Hi,
The issue I'm having is when a client producer sends message based on
user interaction. The message causes a screen to pop up on another
workstation. Usually the pop up is instantaneous, sometimes though it
takes up to 2 minutes for the message to get to the other workstation.
The message is a JMS text message containing 9 characters, so fairly
small message. We have tried tuning the worker-threads thinking it was
an availability issue. This single message is more important than all
the other traffic our qpid is handling. Is there a way to give priority
to one queue over another? There is a large amount of traffic being
handled by the broker, but not sure how the design is setup to handle
when they are many more sessions/queues than worker-threads. Does a
thread send all messages to a consumer before moving on to the next
queue? Or is the only way to ensure availability to further increase
worker-threads? I've had the threads as high as 100, but the load on
the system made the problem worse. Our setup is below.

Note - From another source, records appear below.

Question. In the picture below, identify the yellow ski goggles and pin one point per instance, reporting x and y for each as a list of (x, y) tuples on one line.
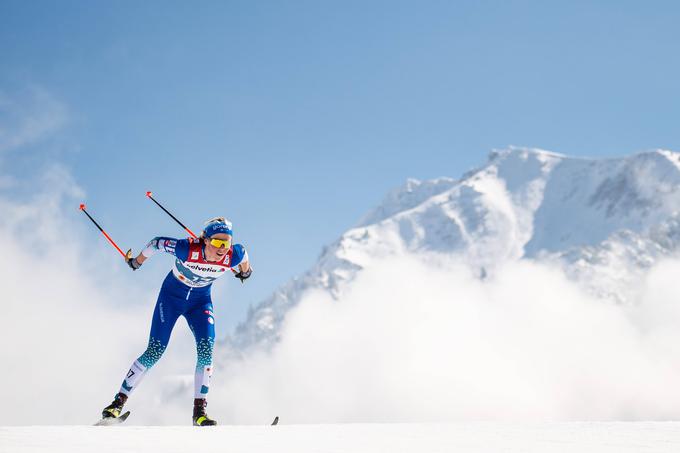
[(220, 242)]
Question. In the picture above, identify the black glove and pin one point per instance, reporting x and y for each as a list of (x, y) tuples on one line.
[(244, 275), (133, 263)]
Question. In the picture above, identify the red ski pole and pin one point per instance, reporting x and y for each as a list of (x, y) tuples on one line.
[(126, 256), (150, 195)]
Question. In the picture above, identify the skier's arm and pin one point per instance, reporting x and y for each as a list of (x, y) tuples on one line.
[(241, 261), (176, 247)]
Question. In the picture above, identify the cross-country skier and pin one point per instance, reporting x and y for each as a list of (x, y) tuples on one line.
[(186, 292)]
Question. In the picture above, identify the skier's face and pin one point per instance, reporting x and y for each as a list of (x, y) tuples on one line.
[(213, 253)]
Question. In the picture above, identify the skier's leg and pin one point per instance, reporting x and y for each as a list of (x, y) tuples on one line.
[(164, 317), (202, 324)]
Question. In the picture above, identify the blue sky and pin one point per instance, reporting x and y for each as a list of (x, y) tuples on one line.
[(295, 118)]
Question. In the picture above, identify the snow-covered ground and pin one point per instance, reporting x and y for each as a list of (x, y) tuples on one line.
[(586, 437)]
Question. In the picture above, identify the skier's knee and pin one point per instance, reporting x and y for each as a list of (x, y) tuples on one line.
[(153, 353), (204, 349)]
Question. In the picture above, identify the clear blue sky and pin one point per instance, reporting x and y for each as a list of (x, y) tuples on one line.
[(293, 118)]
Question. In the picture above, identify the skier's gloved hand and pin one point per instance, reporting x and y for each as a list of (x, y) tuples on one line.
[(244, 275), (133, 263)]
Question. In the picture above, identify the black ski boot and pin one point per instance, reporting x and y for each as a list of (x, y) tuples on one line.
[(200, 416), (114, 409)]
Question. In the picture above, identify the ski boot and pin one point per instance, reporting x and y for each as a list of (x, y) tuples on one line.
[(200, 416), (114, 409)]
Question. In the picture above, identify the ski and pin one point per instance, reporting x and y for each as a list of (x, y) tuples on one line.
[(111, 421)]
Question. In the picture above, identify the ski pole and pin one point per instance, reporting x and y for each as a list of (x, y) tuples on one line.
[(150, 195), (126, 256)]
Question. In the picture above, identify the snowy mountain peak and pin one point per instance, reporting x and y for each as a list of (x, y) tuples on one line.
[(525, 203)]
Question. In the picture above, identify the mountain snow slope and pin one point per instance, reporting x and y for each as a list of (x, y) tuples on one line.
[(649, 437), (604, 221)]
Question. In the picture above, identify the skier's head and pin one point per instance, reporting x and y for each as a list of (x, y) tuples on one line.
[(217, 237)]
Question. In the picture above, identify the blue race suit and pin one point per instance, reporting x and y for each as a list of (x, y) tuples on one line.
[(185, 292)]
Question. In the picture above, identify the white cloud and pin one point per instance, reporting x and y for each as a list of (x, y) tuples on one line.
[(414, 341), (29, 117)]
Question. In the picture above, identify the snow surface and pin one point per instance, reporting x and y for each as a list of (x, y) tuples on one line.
[(617, 437)]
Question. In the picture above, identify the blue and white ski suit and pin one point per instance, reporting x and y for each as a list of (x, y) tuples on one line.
[(185, 292)]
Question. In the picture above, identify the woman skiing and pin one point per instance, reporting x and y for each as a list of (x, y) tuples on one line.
[(186, 292)]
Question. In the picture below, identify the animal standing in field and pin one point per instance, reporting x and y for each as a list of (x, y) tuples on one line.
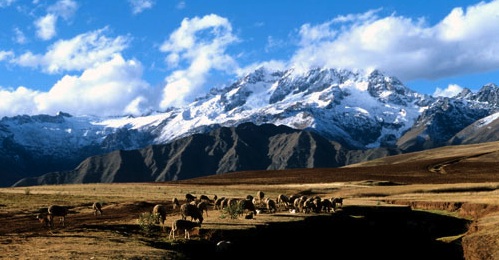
[(189, 197), (97, 207), (247, 205), (57, 211), (203, 207), (160, 211), (337, 202), (282, 200), (175, 203), (44, 219), (271, 205), (190, 210), (218, 203), (181, 224), (260, 196)]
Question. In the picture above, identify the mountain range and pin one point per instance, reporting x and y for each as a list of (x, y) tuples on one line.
[(323, 117)]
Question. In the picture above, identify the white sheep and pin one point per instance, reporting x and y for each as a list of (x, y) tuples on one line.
[(57, 211), (160, 211), (181, 224), (203, 207), (97, 207), (176, 203), (192, 211)]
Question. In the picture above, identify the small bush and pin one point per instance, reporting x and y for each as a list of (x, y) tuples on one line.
[(147, 222)]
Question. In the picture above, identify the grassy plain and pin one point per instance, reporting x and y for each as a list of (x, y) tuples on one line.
[(462, 183)]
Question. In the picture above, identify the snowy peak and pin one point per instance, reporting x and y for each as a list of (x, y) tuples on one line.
[(357, 109)]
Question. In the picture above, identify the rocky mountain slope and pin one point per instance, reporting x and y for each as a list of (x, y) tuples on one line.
[(337, 117)]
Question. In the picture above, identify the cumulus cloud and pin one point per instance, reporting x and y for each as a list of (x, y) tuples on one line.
[(450, 91), (463, 42), (193, 56), (138, 6), (46, 25), (19, 36), (81, 52), (6, 55), (5, 3), (111, 88), (17, 101), (114, 87)]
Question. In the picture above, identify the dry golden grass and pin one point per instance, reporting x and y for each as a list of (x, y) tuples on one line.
[(468, 187)]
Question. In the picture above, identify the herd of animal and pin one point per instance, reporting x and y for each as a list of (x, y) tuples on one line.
[(196, 208)]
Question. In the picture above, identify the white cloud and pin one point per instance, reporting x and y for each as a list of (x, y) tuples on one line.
[(19, 36), (17, 102), (464, 42), (5, 3), (114, 87), (450, 91), (46, 27), (200, 54), (138, 6), (79, 53), (5, 55)]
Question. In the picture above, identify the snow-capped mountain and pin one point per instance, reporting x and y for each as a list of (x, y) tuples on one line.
[(360, 110)]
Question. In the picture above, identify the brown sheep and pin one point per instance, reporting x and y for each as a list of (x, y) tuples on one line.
[(247, 205), (218, 203), (185, 225), (97, 207), (260, 196), (160, 211), (189, 197), (271, 205), (190, 210), (57, 211), (44, 219), (175, 203), (203, 207)]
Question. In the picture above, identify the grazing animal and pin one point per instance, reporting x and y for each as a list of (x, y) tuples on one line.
[(185, 225), (57, 211), (190, 210), (271, 206), (203, 207), (44, 219), (97, 207), (204, 198), (189, 197), (175, 203), (218, 203), (160, 211), (247, 205), (327, 205), (337, 202), (260, 196), (282, 200)]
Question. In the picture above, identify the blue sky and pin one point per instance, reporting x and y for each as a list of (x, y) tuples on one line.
[(135, 56)]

We are using version 0.8 of the C broker and java client. The broker
has roughly 100 queues. Each queue has at least two consumers, 1 each
from separate servers in a cluster. We then also have 20 clients
listens to 4 topics and 5 clients listening to 1 queue (the important
one mentioned above). So in general out broker has roughly 300 sessions
open at any given time. Almost all of the queues are durable. The
topics are not durable, nor are subscribers durable. All but one
clients in the scenario are java clients, with 1 c client. The servers
also use the java client. The following is connection url used by most
of the clients (its embedded in spring xml, thus the escaped &.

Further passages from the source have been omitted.